Posted 21 June 2012 - 11:37 AM
The straw idea sounds good. It would make for a very slick raceway. It's just a matter of finding the right size straw and drilling the hole accordingly. I only need to wait, as usual, for the ball bearings to get here.
Edited by quickdraw, 21 June 2012 - 11:37 AM.
Posted 23 June 2012 - 07:19 PM
For a 9-12 inch lure, I can't see any size rattle being to big for those lures. I have an eleven inch lure with one ounce of lead that floats. I also have a ten inch glide bait with 5.5 ounces of lead that barely sinks. How about a big rattle front and back? Musky Glenn
Posted 23 June 2012 - 10:55 PM
These swimbaits are fairly stable in the front section of the plug but the rear section has a swimming movement. I have several different styles where one type has an random action but the other 3 have great movement. I also am not concerned at all about the weight but may need to pay attention to the balance. These are all made to float and depending on the design some run the surface while others may dive as much as 10 feet when trolling or being retrieved, depending on the speed. I've checked out different types of worm rattles but they are too whimpy. My 1/4" ball bearings will be here the first part of next week and I'll get a prototype built. Then it's time to make some noise.

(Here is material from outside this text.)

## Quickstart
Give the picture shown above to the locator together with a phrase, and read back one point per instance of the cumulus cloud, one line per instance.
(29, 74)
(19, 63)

Posted 26 June 2012 - 11:37 PM
I got the 1/4" ball bearings a few days back and did all of the woodwork yesterday. I drilled a 5/16 hole through the rear section on the plug just behind where the rear eye screw is located. I countersunk the hole with a 1/2" drill to recess the metal plate but after doing so I realized that the metal from the soda can is so thin that there wasn't a need because the primer, paint and clearcoat will more than smooth out the edge of the metal. I corrected that step. I then cut a standard straw to run through the raceway so the ball rolls very smoothly from side to side. Now with all of the woodwork completed I dipped the wood in Top Secret Coating 1 part epoxy to seal everything and I'll let it cure for 2 days before assembling the hardware and beginning paint. The amount of weight in removing the wood with the accompanying air chamber in the raceway will more than offset the weight of the ball. I will attach the metal plates with a thin coat of 5 min epoxy and the final clearcoat will make everything permanent and water tight. The only thing covering the metal plates will be paint and clearcoat so I hope that doesn't dampen the sound too much. The rattle function will be invisible until the plug is shook.
Edited by quickdraw, 26 June 2012 - 11:38 PM.
Posted 27 June 2012 - 02:36 AM
Sorry , ....don't know any place of purchase either , but I make mine like this :
Please click on "YouTube" title above start picture to view video straight on "YouTube" so you could read further explanations in there .
Cheers , diemai
Edited by diemai, 27 June 2012 - 02:40 AM.
Posted 27 June 2012 - 08:34 PM
That looks like a very nice rattle and being a plumber I certainly have some experience working with copper pipe. I just finished assymbling my first 2 prototypes and waiting for the epoxy to set.